The water changes you do are to reduce the Nitrate buildup and maintain the buffer system, so that pH changes do not occur.

This is an oversimplification, but i don't want to make this complicated. I would continue to change water, but do so every week. Pick a small portion of the gravel bed to syphon each week, so that you are not draining to much water.

By the way, if you are getting the amount of waste you say you are, then there are only 2 options. 1 - you are overfeeding. 2 - your fish selections are poor from the size aquarium you have.
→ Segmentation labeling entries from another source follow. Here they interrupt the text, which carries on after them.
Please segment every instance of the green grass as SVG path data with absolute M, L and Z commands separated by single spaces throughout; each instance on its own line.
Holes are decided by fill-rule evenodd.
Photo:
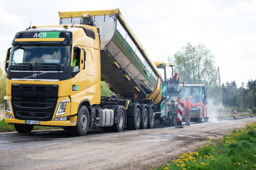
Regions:
M 233 130 L 220 140 L 210 139 L 203 147 L 155 169 L 256 169 L 256 123 L 247 123 L 245 128 Z
M 35 126 L 32 130 L 47 130 L 49 129 L 58 129 L 58 127 L 48 127 Z M 8 124 L 4 121 L 3 119 L 0 121 L 0 132 L 13 132 L 16 131 L 13 124 Z

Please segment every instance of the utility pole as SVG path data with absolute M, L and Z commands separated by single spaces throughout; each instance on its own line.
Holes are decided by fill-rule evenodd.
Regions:
M 221 113 L 223 114 L 223 109 L 222 109 L 222 95 L 221 93 L 221 78 L 219 76 L 219 67 L 218 67 L 218 70 L 217 70 L 217 73 L 216 74 L 216 76 L 215 77 L 215 81 L 214 82 L 214 84 L 216 82 L 216 79 L 217 79 L 217 75 L 219 74 L 219 92 L 221 95 Z
M 241 90 L 241 106 L 240 108 L 240 111 L 242 112 L 242 92 L 243 91 L 243 88 L 242 87 L 242 90 Z

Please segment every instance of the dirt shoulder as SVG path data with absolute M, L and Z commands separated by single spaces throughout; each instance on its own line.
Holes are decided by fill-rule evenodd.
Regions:
M 154 168 L 165 164 L 202 146 L 210 138 L 220 139 L 249 122 L 256 122 L 256 117 L 192 124 L 183 129 L 89 133 L 85 137 L 32 141 L 37 143 L 28 147 L 20 142 L 18 148 L 0 150 L 0 166 L 4 169 L 149 169 L 151 164 Z

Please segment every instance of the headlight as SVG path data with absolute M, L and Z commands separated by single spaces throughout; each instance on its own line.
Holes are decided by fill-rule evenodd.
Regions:
M 5 100 L 5 111 L 11 114 L 12 110 L 11 109 L 11 106 L 10 106 L 10 103 L 9 102 L 9 100 L 6 96 L 4 97 L 4 99 Z
M 55 114 L 55 116 L 59 116 L 65 114 L 65 112 L 66 110 L 66 106 L 67 106 L 67 102 L 70 102 L 70 99 L 67 99 L 67 100 L 64 100 L 60 103 L 59 105 L 59 107 L 57 112 Z
M 5 113 L 5 118 L 12 118 L 12 116 L 11 115 L 8 115 L 8 114 L 6 114 Z
M 64 121 L 64 120 L 67 120 L 68 119 L 67 116 L 65 116 L 64 117 L 60 117 L 59 118 L 55 118 L 53 119 L 53 120 L 55 121 Z

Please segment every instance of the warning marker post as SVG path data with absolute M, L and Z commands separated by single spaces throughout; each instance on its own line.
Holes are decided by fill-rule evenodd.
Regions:
M 184 126 L 182 126 L 182 110 L 183 107 L 183 103 L 179 102 L 178 105 L 177 125 L 175 126 L 175 127 L 176 128 L 184 128 Z
M 234 120 L 237 119 L 237 110 L 235 109 L 235 112 L 234 113 Z

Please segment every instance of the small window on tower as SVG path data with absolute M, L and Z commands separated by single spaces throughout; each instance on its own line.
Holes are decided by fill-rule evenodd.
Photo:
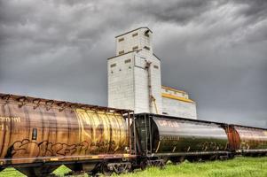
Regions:
M 147 46 L 145 46 L 144 49 L 147 50 L 150 50 L 150 48 L 147 47 Z
M 137 35 L 138 35 L 137 33 L 132 34 L 132 36 L 133 36 L 133 37 L 137 36 Z
M 122 55 L 124 53 L 124 50 L 119 51 L 119 55 Z
M 132 48 L 133 50 L 137 50 L 137 49 L 138 49 L 138 46 L 134 46 L 134 47 Z
M 119 42 L 123 42 L 123 41 L 124 41 L 123 37 L 122 37 L 122 38 L 119 39 Z
M 124 61 L 124 63 L 125 63 L 125 64 L 130 63 L 130 59 L 126 59 L 126 60 Z
M 110 65 L 110 67 L 114 67 L 114 66 L 116 66 L 116 64 L 112 64 L 112 65 Z

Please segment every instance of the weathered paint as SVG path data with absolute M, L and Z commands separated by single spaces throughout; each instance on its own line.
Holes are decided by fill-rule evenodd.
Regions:
M 161 142 L 158 152 L 226 150 L 227 135 L 218 126 L 160 117 L 153 120 L 158 131 L 153 138 L 153 147 Z
M 4 165 L 99 158 L 99 154 L 123 158 L 129 146 L 125 111 L 77 108 L 71 103 L 60 107 L 60 102 L 32 97 L 20 102 L 18 97 L 6 99 L 0 94 L 0 161 Z
M 246 150 L 256 150 L 267 149 L 267 135 L 265 129 L 234 126 L 239 134 L 239 149 Z

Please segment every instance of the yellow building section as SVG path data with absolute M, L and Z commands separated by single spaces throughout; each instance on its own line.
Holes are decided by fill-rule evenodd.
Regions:
M 166 86 L 161 86 L 161 88 L 162 88 L 163 89 L 168 89 L 168 90 L 171 90 L 171 91 L 176 91 L 176 92 L 179 92 L 179 93 L 182 93 L 182 94 L 187 94 L 185 91 L 182 91 L 182 90 L 176 89 L 176 88 L 169 88 L 169 87 L 166 87 Z
M 166 93 L 161 93 L 161 96 L 162 96 L 162 97 L 167 97 L 167 98 L 170 98 L 170 99 L 179 100 L 179 101 L 182 101 L 182 102 L 195 104 L 194 101 L 192 101 L 191 99 L 187 99 L 185 97 L 180 97 L 180 96 L 173 96 L 173 95 L 166 94 Z

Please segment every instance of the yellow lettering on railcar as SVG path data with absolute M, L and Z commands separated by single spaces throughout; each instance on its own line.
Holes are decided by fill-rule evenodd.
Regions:
M 172 120 L 159 119 L 157 120 L 161 127 L 179 127 L 179 124 Z

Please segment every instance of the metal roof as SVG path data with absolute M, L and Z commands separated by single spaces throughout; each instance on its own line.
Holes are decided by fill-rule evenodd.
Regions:
M 138 27 L 138 28 L 136 28 L 136 29 L 128 31 L 128 32 L 126 32 L 126 33 L 123 33 L 123 34 L 122 34 L 122 35 L 119 35 L 115 36 L 115 38 L 120 37 L 120 36 L 122 36 L 122 35 L 126 35 L 126 34 L 130 34 L 130 33 L 131 33 L 131 32 L 134 32 L 134 31 L 138 30 L 138 29 L 141 29 L 141 28 L 146 28 L 146 29 L 148 29 L 151 33 L 153 33 L 153 32 L 151 31 L 151 29 L 149 29 L 148 27 Z

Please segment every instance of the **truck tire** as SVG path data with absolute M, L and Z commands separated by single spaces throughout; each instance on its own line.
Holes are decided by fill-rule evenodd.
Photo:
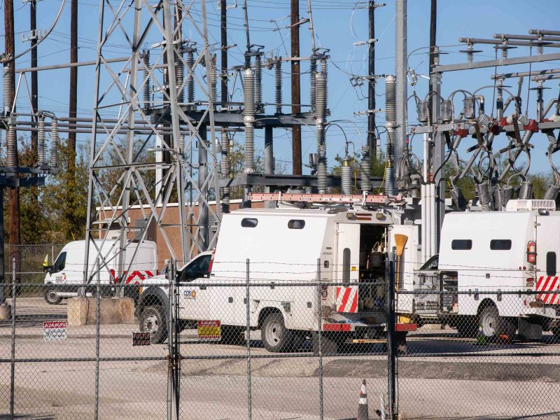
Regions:
M 465 318 L 457 324 L 457 332 L 459 337 L 463 338 L 475 338 L 478 331 L 478 325 L 476 318 Z
M 284 326 L 281 314 L 271 314 L 262 323 L 260 338 L 265 349 L 272 353 L 279 353 L 291 349 L 293 335 Z
M 45 301 L 49 304 L 58 304 L 62 301 L 62 298 L 58 297 L 53 287 L 48 287 L 45 290 Z
M 554 337 L 554 343 L 560 342 L 560 327 L 554 327 L 550 331 Z
M 146 307 L 140 314 L 140 330 L 151 332 L 152 342 L 162 343 L 167 338 L 167 318 L 162 307 Z
M 500 316 L 498 308 L 495 306 L 489 306 L 482 309 L 479 316 L 479 325 L 487 340 L 501 340 L 507 343 L 513 341 L 517 330 L 514 323 L 509 318 Z

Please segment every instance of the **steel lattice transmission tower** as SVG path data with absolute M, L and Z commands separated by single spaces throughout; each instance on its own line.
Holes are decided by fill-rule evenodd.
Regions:
M 173 4 L 120 0 L 118 5 L 102 0 L 99 13 L 86 238 L 107 238 L 115 249 L 124 250 L 115 257 L 122 276 L 128 270 L 125 261 L 133 259 L 123 254 L 136 248 L 129 246 L 130 240 L 144 240 L 151 223 L 179 263 L 214 246 L 209 218 L 219 222 L 221 216 L 219 205 L 214 210 L 209 204 L 209 194 L 218 203 L 220 198 L 214 141 L 215 60 L 209 47 L 205 0 L 174 0 Z M 185 39 L 183 34 L 192 38 Z M 115 46 L 122 44 L 130 48 L 130 55 L 114 52 Z M 199 120 L 186 115 L 195 108 L 202 111 Z M 184 158 L 192 144 L 198 149 L 197 164 Z M 192 167 L 194 172 L 188 170 Z M 194 197 L 188 207 L 186 186 Z M 177 203 L 176 217 L 164 223 L 171 202 Z M 130 218 L 132 206 L 141 209 L 141 225 Z M 188 220 L 191 229 L 186 228 Z M 110 230 L 118 232 L 112 239 Z M 172 246 L 172 231 L 181 235 L 180 250 Z M 101 246 L 86 244 L 86 266 L 88 253 L 94 253 L 102 269 L 107 260 L 100 255 Z M 92 268 L 85 274 L 86 281 Z

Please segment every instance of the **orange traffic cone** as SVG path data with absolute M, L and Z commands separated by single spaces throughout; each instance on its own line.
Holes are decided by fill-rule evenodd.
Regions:
M 368 412 L 368 393 L 365 391 L 365 379 L 362 379 L 362 386 L 360 388 L 360 400 L 358 403 L 358 416 L 356 420 L 369 420 Z

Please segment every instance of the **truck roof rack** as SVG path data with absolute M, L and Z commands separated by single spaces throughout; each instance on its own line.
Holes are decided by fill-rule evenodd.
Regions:
M 510 200 L 505 204 L 506 211 L 527 211 L 530 210 L 556 210 L 554 200 Z
M 310 203 L 349 203 L 354 204 L 388 204 L 402 201 L 399 195 L 361 194 L 301 194 L 293 192 L 251 192 L 247 195 L 249 201 L 286 201 Z

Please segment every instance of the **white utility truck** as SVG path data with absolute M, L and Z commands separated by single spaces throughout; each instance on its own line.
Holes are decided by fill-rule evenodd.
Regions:
M 101 248 L 102 258 L 97 258 L 97 248 Z M 110 293 L 118 279 L 119 259 L 118 253 L 120 246 L 115 245 L 113 241 L 96 239 L 90 244 L 90 253 L 88 263 L 89 273 L 97 271 L 100 267 L 99 283 L 103 285 L 104 293 Z M 64 245 L 52 265 L 43 266 L 46 275 L 44 284 L 45 300 L 56 304 L 63 298 L 78 295 L 80 285 L 83 284 L 85 255 L 85 241 L 74 241 Z M 139 284 L 144 280 L 157 274 L 158 248 L 155 242 L 144 241 L 141 244 L 130 241 L 127 244 L 124 253 L 124 275 L 125 284 Z M 91 281 L 91 288 L 95 287 L 97 276 Z M 91 290 L 87 290 L 89 295 Z
M 446 214 L 438 270 L 441 290 L 449 293 L 442 295 L 441 321 L 465 337 L 479 327 L 486 337 L 506 340 L 516 331 L 531 340 L 543 330 L 560 335 L 559 254 L 554 200 L 513 200 L 505 211 Z
M 407 238 L 398 289 L 413 290 L 413 267 L 419 262 L 419 225 L 404 214 L 399 206 L 339 206 L 225 214 L 212 260 L 206 253 L 178 272 L 181 321 L 212 321 L 220 326 L 223 342 L 242 338 L 248 260 L 250 328 L 260 330 L 270 351 L 297 350 L 306 337 L 315 342 L 320 317 L 322 346 L 328 351 L 383 338 L 385 270 L 396 234 Z M 318 279 L 321 288 L 306 286 Z M 155 342 L 167 337 L 169 300 L 167 288 L 156 286 L 161 281 L 144 281 L 137 305 L 141 329 L 150 331 Z M 409 315 L 400 316 L 396 327 L 398 340 L 404 342 L 407 332 L 416 329 L 412 295 L 398 304 L 400 314 Z

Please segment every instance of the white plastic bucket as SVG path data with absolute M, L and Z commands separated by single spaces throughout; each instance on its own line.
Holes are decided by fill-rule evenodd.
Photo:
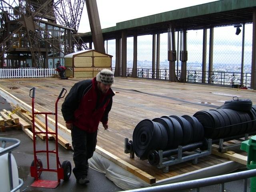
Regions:
M 0 151 L 3 148 L 0 147 Z M 12 171 L 13 188 L 19 185 L 19 176 L 17 164 L 14 157 L 11 156 Z M 0 191 L 10 192 L 11 191 L 9 178 L 9 170 L 8 166 L 8 153 L 0 156 Z M 16 192 L 19 192 L 17 190 Z

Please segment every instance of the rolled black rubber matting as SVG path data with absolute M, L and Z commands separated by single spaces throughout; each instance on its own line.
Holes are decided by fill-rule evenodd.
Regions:
M 156 122 L 158 122 L 164 125 L 167 132 L 168 139 L 166 148 L 171 148 L 174 138 L 174 128 L 172 122 L 168 118 L 164 118 L 163 117 L 160 118 L 155 118 L 152 120 Z
M 158 150 L 165 150 L 166 148 L 168 141 L 167 130 L 162 123 L 158 122 L 156 122 L 159 126 L 160 131 L 161 131 L 161 136 L 160 138 L 158 138 L 160 140 L 160 142 L 159 142 L 158 146 L 156 148 Z
M 252 122 L 252 126 L 251 128 L 250 131 L 256 130 L 256 105 L 252 105 L 252 109 L 248 114 L 251 117 L 251 120 Z
M 181 144 L 183 138 L 183 133 L 181 126 L 179 122 L 174 118 L 168 116 L 163 116 L 163 118 L 166 118 L 172 124 L 174 130 L 174 139 L 171 148 L 176 148 Z
M 182 117 L 187 120 L 192 126 L 193 136 L 190 143 L 202 141 L 204 137 L 204 130 L 202 124 L 193 116 L 185 115 Z
M 204 130 L 204 136 L 214 139 L 219 134 L 220 130 L 216 128 L 220 127 L 220 122 L 216 115 L 210 110 L 199 111 L 193 116 L 202 124 Z
M 220 138 L 222 138 L 229 136 L 230 133 L 230 125 L 231 124 L 231 123 L 228 115 L 227 115 L 225 112 L 222 111 L 222 109 L 216 109 L 210 110 L 214 110 L 218 112 L 221 114 L 223 118 L 223 123 L 222 123 L 222 122 L 220 122 L 220 126 L 221 126 L 221 127 L 220 128 L 224 129 L 224 132 L 222 133 L 222 135 L 220 136 L 220 137 L 218 137 Z
M 239 99 L 236 96 L 233 100 L 226 101 L 224 104 L 218 109 L 229 109 L 238 111 L 249 111 L 252 108 L 252 102 L 249 99 Z
M 216 129 L 219 129 L 219 134 L 216 138 L 223 138 L 227 135 L 228 131 L 226 130 L 226 126 L 230 125 L 230 121 L 228 116 L 224 112 L 220 110 L 221 109 L 210 109 L 211 112 L 215 114 L 218 117 L 220 123 L 219 127 Z M 229 128 L 229 127 L 228 127 Z
M 193 128 L 191 124 L 187 120 L 182 117 L 176 115 L 171 115 L 170 116 L 178 120 L 181 126 L 183 135 L 182 145 L 184 146 L 191 143 L 194 136 L 192 132 Z
M 138 124 L 132 134 L 134 152 L 138 157 L 147 157 L 148 152 L 158 150 L 161 142 L 161 130 L 158 124 L 149 119 Z
M 241 130 L 240 118 L 236 111 L 232 109 L 222 109 L 228 116 L 230 121 L 230 134 L 228 136 L 237 135 Z
M 249 130 L 252 127 L 252 122 L 250 121 L 251 118 L 249 115 L 248 112 L 242 111 L 236 111 L 236 112 L 238 115 L 242 123 L 241 130 L 238 134 L 243 134 L 249 132 L 250 131 Z

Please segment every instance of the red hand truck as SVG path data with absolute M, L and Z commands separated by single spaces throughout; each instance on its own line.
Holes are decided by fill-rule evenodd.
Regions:
M 60 182 L 60 180 L 68 180 L 71 175 L 71 164 L 68 161 L 64 161 L 60 164 L 59 160 L 58 154 L 58 113 L 57 104 L 60 99 L 63 98 L 65 96 L 67 90 L 64 88 L 62 88 L 60 95 L 58 97 L 55 102 L 55 112 L 35 112 L 34 107 L 34 100 L 35 98 L 36 88 L 33 88 L 30 90 L 29 96 L 32 98 L 32 121 L 33 123 L 33 144 L 34 145 L 34 159 L 31 163 L 30 166 L 30 175 L 32 177 L 35 178 L 35 181 L 31 184 L 33 187 L 42 187 L 44 188 L 54 188 L 57 187 Z M 65 91 L 64 95 L 62 96 L 63 92 Z M 32 93 L 31 94 L 31 92 Z M 37 114 L 43 114 L 45 116 L 45 132 L 36 132 L 35 131 L 35 115 Z M 55 132 L 50 132 L 48 131 L 47 124 L 47 116 L 53 115 L 55 116 Z M 36 150 L 36 134 L 46 134 L 46 150 Z M 48 134 L 51 134 L 55 136 L 56 149 L 55 150 L 49 150 Z M 39 153 L 46 153 L 47 160 L 46 168 L 43 168 L 42 161 L 37 158 L 36 154 Z M 49 165 L 49 155 L 50 153 L 55 154 L 56 155 L 56 169 L 51 168 Z M 56 172 L 57 173 L 58 180 L 40 180 L 42 172 L 48 171 Z

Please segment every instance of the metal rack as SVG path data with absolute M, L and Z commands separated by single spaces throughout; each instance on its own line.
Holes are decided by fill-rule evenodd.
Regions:
M 193 146 L 202 146 L 203 144 L 203 142 L 198 142 L 195 144 L 191 144 L 185 146 L 179 146 L 177 149 L 171 150 L 170 151 L 170 155 L 166 156 L 163 155 L 165 152 L 162 150 L 159 150 L 154 155 L 157 156 L 157 164 L 156 164 L 156 167 L 159 168 L 163 169 L 163 171 L 165 173 L 169 172 L 169 166 L 176 164 L 182 163 L 182 162 L 192 160 L 193 164 L 196 164 L 198 162 L 198 159 L 201 157 L 210 155 L 212 153 L 212 139 L 209 139 L 206 140 L 207 148 L 205 150 L 198 149 L 196 147 L 191 150 L 194 152 L 193 154 L 187 156 L 184 155 L 183 150 L 185 148 L 193 148 Z M 134 158 L 134 151 L 132 146 L 132 141 L 128 142 L 128 139 L 125 138 L 124 140 L 124 152 L 125 153 L 130 153 L 130 158 Z M 150 160 L 149 160 L 150 161 Z

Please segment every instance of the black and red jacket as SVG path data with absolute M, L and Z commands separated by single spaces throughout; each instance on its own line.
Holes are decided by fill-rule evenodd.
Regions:
M 67 123 L 72 123 L 90 133 L 97 131 L 100 122 L 108 123 L 108 113 L 115 95 L 111 88 L 102 94 L 97 87 L 96 78 L 76 83 L 62 105 L 61 111 Z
Please tell me you don't have goldfish. :lol: 
What fish do you currently have in this system?


----------



## cajunmomof4 (Mar 1, 2008)

I have an 8 gallon biorb stocked with 4 glo-fish and 2 serpa tetra that for the LIFE of me I can not catch to put back in my community tank. I modified my filter because I got sick of paying $10 bucks for a filter and kit of things I already have.
First I pulled out the sponge, under there is a little screen thing holding down carbon. remove the screen and dump the carbon. If you like to use carbon, add some new. I don/t so I added some gravel from one of my cycled tanks. over this I added a bit of filter floss, then I rinsed the sponge and put it back. Viola! stick it back in there and use it till the little teeth that hold in in place break off (and they will then thats when I buy a new one and start over. I really don't have tons of waste. But I do find that when I vac, the waste looks like lots because of the magnifying qualities of the biorb. When I look in the bucket its not so much.


----------



## MisticAllie314 (Sep 25, 2007)

thanks for the tip abt stocking the filter myself! ya 12 bucks for that is a rip... not too mention theres not enough media in it to begin with!
Anyways im starting to think that my mom overfeeds the fish on the weekend. I live in nj, and i stay at pa every weekend, and she feeds the fishies. 
Because when i last syphoned... i actually pulled up whole blood worms  
Cuz I watch them eat when i feed em... i only give what they can eat in 3-5 minutes.
i asked her abt it and she says she may do that... well... solves that prob hopefully.
I have 1 dwarf gourami, and one spotted (male and female) I just recently moved them to my new 15 gal where they will stay. So I'll add new tankmates to the biorb soon... Im thinking maybe pygmy gouramis cuz they're smaller and should have adequate space.


----------



## cajunmomof4 (Mar 1, 2008)

If you want to keep your biorb cycled you will need an ammonia source while you are fishless. I think you can use a wee pinch of fish food daily. But you may want to ask someone who knows more. I find that a small school of tiny fish really look cute in a Biorb because they get magnified.


----------



## grace32 (Apr 15, 2009)

I am thinking of purchasing a Biorb 16 gal....is it worth the price and what is the problem iwth the filters i keep reeding about


----------



## grace32 (Apr 15, 2009)

*Biorb*

I am new to fish tanks, a novice, thinking about a Biorb... what kind of fish do I need, and is it very noisy. Please help


----------